Les Français, et pas seulement les Parisiens, doivent être, non pas spectateurs, mais acteurs d'un projet qui sera une réussite collective à la seule condition qu'ils y adhèrent et y participent. Celle qui vous a précédée, madame la ministre, partageait cette vision. L'Oise, par exemple, nourrit l'espoir d'accueillir des délégations étrangères lors des Jeux. Aussi le conseil départemental s'est-il engagé à participer, à hauteur de 20 millions d'euros, à la transformation de ses infrastructures sportives. Tony Estanguet, reçu aujourd'hui à Beauvais et à Cauffry, dans ma circonscription, peut en témoigner.
C'est l'effort de tous qui rendra les victoires plus belles encore. Rappelez-vous les explosions de bonheur aux quatre coins de la France, l'euphorie et la liesse populaire, les retrouvailles magnifiques d'un pays avec ses athlètes. Le sport ne doit jamais être la propriété exclusive d'une ville, mais une fête pour tous et partout. Sur les places de village, sur les boulevards des villes, à l'unisson et en choeur, on célèbre l'unité d'un peuple que quelques illustres ont triomphalement réveillée.
Enfin, quid de la déclinaison territoriale de l'Agence ? Le choix du préfet de région comme délégué territorial apparaît contradictoire. En effet, cette mesure recentralise, en quelque sorte, le dispositif de l'Agence, ce qui va à l'encontre de la gouvernance partagée instaurée au niveau national.
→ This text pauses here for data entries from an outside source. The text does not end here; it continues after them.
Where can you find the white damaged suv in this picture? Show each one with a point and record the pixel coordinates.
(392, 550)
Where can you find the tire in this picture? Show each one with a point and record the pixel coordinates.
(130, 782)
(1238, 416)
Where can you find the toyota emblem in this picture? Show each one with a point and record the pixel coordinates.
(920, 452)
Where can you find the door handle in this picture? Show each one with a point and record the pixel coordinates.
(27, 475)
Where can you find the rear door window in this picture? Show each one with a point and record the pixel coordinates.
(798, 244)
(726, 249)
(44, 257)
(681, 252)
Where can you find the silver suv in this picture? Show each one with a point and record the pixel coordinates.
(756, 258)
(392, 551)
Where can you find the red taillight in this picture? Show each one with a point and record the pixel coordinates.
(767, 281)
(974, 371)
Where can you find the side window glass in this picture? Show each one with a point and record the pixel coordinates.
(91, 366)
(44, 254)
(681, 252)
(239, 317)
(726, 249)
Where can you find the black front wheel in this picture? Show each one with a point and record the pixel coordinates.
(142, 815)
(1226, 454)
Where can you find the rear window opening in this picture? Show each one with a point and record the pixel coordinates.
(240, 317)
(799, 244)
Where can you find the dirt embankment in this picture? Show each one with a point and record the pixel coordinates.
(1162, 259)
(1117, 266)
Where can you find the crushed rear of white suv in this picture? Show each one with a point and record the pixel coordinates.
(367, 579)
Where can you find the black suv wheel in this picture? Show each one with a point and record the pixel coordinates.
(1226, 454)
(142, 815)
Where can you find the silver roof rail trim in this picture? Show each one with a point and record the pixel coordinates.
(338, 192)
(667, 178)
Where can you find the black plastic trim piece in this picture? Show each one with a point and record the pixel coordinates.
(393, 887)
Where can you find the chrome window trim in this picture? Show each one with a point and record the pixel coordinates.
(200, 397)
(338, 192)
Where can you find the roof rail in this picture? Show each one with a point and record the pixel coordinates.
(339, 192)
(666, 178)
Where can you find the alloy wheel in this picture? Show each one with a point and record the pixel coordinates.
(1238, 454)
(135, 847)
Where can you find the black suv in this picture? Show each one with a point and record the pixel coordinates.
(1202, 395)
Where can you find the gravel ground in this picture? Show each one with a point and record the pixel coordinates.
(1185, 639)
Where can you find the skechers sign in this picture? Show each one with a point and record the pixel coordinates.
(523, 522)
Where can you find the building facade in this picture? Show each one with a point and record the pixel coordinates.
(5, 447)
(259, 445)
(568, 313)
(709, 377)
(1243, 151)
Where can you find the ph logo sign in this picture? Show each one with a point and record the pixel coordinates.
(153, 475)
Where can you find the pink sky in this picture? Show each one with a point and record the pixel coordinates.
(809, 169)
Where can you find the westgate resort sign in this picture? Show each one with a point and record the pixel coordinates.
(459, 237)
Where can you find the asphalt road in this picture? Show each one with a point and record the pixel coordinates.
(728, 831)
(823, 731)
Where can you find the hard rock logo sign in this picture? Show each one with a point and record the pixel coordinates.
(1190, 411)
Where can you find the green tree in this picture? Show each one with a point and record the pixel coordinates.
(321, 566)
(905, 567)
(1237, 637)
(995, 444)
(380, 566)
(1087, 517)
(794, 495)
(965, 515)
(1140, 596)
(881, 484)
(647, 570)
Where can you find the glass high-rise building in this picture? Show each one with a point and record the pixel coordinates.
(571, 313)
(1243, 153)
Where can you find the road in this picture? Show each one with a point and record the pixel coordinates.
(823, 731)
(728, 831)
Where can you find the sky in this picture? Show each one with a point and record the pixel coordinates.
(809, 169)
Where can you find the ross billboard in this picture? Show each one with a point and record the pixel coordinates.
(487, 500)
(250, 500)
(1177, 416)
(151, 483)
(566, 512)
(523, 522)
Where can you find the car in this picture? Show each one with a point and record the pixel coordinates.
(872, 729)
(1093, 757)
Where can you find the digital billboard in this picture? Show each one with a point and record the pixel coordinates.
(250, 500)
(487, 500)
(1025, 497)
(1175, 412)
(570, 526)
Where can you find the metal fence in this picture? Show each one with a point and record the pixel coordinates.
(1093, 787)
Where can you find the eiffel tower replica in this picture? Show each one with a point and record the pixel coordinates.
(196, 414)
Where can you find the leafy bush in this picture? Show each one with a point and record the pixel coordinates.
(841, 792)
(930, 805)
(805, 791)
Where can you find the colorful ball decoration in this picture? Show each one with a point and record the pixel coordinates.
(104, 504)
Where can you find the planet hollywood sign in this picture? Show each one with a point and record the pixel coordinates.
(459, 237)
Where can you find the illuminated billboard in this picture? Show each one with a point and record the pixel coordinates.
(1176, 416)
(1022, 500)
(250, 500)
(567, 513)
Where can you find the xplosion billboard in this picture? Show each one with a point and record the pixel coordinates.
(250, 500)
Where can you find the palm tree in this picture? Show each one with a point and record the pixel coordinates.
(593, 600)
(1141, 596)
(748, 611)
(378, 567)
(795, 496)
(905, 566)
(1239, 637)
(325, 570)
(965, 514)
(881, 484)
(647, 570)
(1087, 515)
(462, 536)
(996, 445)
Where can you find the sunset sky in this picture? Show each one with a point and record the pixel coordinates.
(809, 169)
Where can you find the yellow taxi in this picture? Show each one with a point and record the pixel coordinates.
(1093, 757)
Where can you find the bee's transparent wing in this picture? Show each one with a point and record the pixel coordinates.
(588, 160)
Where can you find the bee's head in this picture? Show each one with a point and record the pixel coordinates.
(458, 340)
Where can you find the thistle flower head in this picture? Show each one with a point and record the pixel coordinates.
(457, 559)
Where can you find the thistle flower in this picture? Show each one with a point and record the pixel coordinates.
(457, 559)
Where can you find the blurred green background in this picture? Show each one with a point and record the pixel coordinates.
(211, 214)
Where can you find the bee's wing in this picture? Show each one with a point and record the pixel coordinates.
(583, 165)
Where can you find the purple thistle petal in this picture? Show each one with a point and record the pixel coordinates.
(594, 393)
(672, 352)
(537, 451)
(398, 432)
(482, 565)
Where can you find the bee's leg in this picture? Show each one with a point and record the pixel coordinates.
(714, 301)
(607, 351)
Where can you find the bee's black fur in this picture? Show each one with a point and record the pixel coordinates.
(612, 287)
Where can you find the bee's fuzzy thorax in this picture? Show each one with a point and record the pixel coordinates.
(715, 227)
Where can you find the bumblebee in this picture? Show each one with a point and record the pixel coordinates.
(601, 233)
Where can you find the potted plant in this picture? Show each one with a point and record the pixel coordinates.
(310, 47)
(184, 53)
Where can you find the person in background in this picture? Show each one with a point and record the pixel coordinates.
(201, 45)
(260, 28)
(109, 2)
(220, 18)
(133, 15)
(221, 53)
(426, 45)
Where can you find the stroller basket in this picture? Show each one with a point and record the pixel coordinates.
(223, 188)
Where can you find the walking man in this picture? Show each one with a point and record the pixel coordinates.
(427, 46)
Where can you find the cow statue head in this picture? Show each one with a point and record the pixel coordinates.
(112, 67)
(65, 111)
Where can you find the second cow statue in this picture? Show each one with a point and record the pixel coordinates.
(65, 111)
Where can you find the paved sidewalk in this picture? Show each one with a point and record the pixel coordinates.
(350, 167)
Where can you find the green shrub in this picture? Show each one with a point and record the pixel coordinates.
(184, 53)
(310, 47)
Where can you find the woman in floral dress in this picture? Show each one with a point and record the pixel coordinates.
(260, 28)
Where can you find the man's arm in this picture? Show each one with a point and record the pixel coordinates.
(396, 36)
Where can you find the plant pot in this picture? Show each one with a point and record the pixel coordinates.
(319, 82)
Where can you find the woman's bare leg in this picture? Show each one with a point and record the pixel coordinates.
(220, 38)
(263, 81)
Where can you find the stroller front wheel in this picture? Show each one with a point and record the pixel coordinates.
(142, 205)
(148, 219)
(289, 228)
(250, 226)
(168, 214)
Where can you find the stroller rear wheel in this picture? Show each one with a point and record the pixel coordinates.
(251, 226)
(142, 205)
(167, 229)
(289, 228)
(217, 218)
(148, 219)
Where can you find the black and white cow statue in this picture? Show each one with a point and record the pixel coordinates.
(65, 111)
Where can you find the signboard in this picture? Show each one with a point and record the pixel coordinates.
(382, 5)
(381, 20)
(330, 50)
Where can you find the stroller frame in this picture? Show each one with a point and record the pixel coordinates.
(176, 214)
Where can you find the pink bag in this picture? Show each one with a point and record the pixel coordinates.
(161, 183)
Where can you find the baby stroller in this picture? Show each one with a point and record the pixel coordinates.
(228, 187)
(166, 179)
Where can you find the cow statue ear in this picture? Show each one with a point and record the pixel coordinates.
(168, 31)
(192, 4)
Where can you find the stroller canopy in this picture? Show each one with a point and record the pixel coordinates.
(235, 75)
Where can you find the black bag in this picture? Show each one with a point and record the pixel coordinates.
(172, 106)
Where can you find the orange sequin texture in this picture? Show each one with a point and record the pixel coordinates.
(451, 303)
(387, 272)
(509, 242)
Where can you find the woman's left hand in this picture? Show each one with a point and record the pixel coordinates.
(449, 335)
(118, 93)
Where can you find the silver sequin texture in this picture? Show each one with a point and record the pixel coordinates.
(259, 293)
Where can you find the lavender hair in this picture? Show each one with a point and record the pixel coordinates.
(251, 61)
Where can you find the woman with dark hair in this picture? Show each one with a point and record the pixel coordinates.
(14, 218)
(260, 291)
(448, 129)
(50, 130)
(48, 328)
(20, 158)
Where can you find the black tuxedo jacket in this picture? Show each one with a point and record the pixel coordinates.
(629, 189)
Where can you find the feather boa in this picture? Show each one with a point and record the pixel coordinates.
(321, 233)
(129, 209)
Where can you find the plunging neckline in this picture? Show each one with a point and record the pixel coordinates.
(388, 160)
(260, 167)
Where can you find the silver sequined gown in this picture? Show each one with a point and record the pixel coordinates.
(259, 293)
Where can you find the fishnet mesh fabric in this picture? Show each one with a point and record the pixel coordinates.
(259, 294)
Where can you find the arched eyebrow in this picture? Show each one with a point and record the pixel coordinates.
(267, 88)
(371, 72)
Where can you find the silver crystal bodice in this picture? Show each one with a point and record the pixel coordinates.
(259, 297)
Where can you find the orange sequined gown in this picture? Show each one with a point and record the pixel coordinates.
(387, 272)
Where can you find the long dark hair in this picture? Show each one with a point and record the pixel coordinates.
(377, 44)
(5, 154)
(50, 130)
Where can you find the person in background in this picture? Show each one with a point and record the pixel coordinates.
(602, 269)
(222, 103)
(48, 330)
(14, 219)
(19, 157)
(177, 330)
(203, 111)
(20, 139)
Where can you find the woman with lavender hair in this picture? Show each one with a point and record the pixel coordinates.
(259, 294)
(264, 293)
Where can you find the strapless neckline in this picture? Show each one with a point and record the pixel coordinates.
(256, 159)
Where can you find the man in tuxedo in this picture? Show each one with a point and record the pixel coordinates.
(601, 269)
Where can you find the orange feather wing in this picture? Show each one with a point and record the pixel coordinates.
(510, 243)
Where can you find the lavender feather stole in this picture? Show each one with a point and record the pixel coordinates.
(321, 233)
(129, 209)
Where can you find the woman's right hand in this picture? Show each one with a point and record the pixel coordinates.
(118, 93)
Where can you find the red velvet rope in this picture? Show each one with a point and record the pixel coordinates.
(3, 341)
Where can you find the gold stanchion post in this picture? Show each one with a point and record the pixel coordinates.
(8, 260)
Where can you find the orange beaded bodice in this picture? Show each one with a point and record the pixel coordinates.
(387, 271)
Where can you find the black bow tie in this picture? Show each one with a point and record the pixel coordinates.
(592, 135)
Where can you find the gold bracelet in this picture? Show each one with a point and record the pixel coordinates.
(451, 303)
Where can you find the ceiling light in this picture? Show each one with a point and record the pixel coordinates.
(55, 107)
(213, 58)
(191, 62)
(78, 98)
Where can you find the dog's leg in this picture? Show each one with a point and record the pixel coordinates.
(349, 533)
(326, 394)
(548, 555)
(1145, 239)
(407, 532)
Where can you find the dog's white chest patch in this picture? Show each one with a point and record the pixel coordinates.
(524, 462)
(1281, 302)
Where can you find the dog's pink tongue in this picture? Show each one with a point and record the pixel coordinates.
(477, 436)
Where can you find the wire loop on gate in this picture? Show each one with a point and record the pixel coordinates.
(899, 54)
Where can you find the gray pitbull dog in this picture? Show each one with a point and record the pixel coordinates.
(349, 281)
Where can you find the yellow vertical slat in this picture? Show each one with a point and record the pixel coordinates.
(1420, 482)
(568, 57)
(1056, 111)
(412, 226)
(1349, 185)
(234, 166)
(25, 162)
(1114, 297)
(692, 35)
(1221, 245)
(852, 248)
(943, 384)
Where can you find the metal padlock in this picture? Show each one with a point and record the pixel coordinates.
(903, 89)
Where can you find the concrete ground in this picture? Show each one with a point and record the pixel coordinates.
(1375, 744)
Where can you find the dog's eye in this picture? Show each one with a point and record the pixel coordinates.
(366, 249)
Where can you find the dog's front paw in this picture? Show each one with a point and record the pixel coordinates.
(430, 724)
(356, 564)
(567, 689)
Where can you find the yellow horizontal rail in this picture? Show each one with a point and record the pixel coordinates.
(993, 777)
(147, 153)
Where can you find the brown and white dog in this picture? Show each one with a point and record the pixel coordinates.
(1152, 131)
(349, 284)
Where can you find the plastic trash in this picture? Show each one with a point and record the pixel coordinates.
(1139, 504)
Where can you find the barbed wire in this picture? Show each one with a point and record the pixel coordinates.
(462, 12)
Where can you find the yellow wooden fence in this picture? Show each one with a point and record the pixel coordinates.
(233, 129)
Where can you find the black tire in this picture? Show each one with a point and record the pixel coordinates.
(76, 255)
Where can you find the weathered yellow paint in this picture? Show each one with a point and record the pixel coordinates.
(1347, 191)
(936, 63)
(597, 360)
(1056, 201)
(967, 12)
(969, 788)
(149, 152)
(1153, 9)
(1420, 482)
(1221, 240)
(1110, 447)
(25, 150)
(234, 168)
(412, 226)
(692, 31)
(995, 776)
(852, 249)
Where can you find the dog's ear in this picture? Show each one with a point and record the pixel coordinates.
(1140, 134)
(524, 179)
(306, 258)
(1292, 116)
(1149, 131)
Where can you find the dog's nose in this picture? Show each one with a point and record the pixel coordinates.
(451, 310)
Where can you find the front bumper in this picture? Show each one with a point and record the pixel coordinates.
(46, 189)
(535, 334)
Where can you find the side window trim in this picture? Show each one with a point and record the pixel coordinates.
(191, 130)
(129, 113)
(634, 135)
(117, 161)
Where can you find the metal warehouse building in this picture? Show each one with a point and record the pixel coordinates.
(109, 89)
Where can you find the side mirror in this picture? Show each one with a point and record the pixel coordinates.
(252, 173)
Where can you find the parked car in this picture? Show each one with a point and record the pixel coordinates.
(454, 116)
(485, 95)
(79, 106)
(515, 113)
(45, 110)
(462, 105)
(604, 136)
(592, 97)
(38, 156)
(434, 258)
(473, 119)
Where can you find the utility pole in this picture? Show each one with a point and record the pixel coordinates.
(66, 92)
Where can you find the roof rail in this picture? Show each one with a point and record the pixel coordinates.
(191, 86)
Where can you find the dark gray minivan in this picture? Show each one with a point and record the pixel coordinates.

Les différentes parties prenantes doivent, au contraire, avoir la garantie que la gouvernance sera réellement partagée, tant au niveau national que territorial. Sur ce point, le texte du Sénat apparaît équilibré. Le remettre en cause serait contraire aux attentes de proximité de tous les acteurs et des Français.
Le double discours que le Gouvernement a parfois pu tenir, par exemple sur les CTS – dont vous avez parlé dans votre propos liminaire, madame la ministre – , parlant d'instaurer une plus grande proximité avec des acteurs qu'il refuse par ailleurs d'écouter, ne serait plus acceptable ici qu'ailleurs. Sur ce point, les conférences territoriales, auxquelles les collectivités doivent être étroitement associées, seront donc scrutées avec attention.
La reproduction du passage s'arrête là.